Consumers have been battered by high interest rates as the South African Reserve Bank tries to contain inflation. The Bank has raised its main lending rate at 10 consecutive meetings since November 2021, before holding the current rate of 8.25% at its last four meetings.

At the beginning of February this year, Curro had 73,159 registered learners, up 1.6% from the 72,031 weighted average learners in 2023.

“Based on the strong enrolments we’ve seen, there is a sustained flight toward the quality education that Curro offers,” Curro ’s CEO Cobus Loubser said at the results presentation.

Despite growth in the group’s high school segment, the company saw a dip in enrolments in its earlier grade offerings.

“The challenging effects of higher interest rates on a constrained consumer impacted younger families particularly negatively over the last year or two. We experienced lower enrolments of learners in the youngest grades of primary and pre-primary schools,” Loubser said.

In 2023, the company increased tuition fees by 12%, while average fees per learner increased by about 8%.

It may be harder to drive fees up at quite this rate in the prevailing circumstances with the increase in fees for the 2024 year being about 1% above the inflation in our business.

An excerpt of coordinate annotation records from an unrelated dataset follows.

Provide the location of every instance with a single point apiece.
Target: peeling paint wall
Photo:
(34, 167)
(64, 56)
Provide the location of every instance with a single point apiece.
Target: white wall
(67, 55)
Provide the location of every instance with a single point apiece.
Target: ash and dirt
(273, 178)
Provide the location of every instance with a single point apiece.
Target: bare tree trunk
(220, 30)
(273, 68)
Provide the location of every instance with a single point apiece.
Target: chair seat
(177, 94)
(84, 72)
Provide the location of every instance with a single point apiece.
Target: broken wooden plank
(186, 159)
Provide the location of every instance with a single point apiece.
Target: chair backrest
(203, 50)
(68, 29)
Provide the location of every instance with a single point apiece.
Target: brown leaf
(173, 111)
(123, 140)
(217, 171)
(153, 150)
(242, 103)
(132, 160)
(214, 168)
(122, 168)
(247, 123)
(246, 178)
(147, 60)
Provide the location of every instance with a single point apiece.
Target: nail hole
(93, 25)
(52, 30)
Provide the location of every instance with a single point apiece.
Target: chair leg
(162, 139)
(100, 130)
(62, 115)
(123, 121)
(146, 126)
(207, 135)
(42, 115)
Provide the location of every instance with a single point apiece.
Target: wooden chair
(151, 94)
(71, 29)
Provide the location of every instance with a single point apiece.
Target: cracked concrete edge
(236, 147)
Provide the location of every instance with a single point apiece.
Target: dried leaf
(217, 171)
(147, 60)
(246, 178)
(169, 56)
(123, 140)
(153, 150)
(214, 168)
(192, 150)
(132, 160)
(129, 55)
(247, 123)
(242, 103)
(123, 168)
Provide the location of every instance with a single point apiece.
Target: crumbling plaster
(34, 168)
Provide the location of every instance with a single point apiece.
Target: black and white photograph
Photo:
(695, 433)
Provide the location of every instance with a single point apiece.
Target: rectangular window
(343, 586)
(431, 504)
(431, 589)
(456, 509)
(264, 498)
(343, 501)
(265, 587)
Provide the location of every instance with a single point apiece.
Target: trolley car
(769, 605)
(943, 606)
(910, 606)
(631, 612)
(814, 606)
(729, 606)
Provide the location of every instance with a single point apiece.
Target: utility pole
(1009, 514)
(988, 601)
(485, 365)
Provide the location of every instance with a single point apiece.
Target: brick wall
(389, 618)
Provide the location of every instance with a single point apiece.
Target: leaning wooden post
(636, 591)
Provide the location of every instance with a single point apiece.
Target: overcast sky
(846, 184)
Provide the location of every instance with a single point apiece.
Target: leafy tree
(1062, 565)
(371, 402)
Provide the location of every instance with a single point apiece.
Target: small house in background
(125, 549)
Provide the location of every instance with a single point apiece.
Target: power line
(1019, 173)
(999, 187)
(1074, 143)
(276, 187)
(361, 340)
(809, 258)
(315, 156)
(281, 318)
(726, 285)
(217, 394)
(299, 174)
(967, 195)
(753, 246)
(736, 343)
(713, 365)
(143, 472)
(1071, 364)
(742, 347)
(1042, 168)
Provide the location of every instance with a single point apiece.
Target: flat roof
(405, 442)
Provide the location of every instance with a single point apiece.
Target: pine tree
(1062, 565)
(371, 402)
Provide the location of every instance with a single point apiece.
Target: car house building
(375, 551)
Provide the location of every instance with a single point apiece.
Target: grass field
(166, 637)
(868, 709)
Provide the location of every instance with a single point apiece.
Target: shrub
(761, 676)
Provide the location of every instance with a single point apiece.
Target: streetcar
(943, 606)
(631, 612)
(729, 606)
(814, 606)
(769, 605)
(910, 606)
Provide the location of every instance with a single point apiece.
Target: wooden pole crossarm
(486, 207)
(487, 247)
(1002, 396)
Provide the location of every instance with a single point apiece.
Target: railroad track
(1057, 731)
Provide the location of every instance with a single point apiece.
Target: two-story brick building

—  Curro’s CEO Cobus Loubser

“It may be harder to drive fees up at quite this rate in the prevailing circumstances with the increase in fees for the 2024 year being about 1% above the inflation in our business,” Loubser said.

Several of South Africa’s biggest banks are forecasting three 25-basis point interest rate cuts this year, starting in July.

“That is a key moment for us relative to how people decide about next year ... It’s really a function of could that ignite more enrolment and more interest going into next year and I think that’s probably what I’m excited about,” Loubser told Business Times.

Rising interest rates, which have raised Curro’s cost of capital by more than 2% over the past two years, and slowed learner growth in earlier grades in a strained consumer environment, forced the company to reduce the value of some of its assets in 2023.

“As a result, we have had to reduce the value of certain schools, not because they are loss-making, but to take into account the forecast assumptions that some of the schools may take longer to yield a return as high as the current cost of capital of 15.6%,” Burtie September, Curro’s CFO, said at the results presentation.

Curro has 182 schools and 3,935 teachers. It had to impair 28 of its schools over the period, most of which were pre-primary and primary schools, equating to R378m after tax. The impairment was a non-cash adjustment and constituted around 4% of Curro ’s asset value.

Loubser said there was no discernible trend in the schools impaired, but this was rather a reflection on consumers in South Africa.

“By and large it’s a broader perspective on the consumer in this country and how they are taking strain, and the extent to which particularly young families are finding it a little bit harder to balance their books.”

Curro also announced that it had generated more cash from operations than it used on capital expenditure in 2023, the first time it has done so in the company’s 25-year history.

The company shelled out R715m in capital expenditure but raked in R875m in operating cash over the period.

Loubser said that as far as possible the cash generated from operations should consistently exceed the capex requirements on a like-for-like basis going forward, excluding any major acquisitions which Curro intends to fund from debt.

September said the company’s ability to generate more cash from operations than is required for capex in the future is not affected by the impairments.

Despite the impairments, Curro plans to continue investment into its schools, with capex focused on opportunity, predominantly in its high school segment of 58 schools, and will be orientated to enhancing the use of Curro’s existing facilities.

The company plans to invest up to R700m in capital projects to maintain, replace and expand facilities in the 2024 financial year.

Curro posted headline earnings per share, a profit measure, of 73.2 cents for the year ended December 31, 2023, up 19% from the 61.4 cents posted a year earlier. Revenue increased 15% to R4.7bn.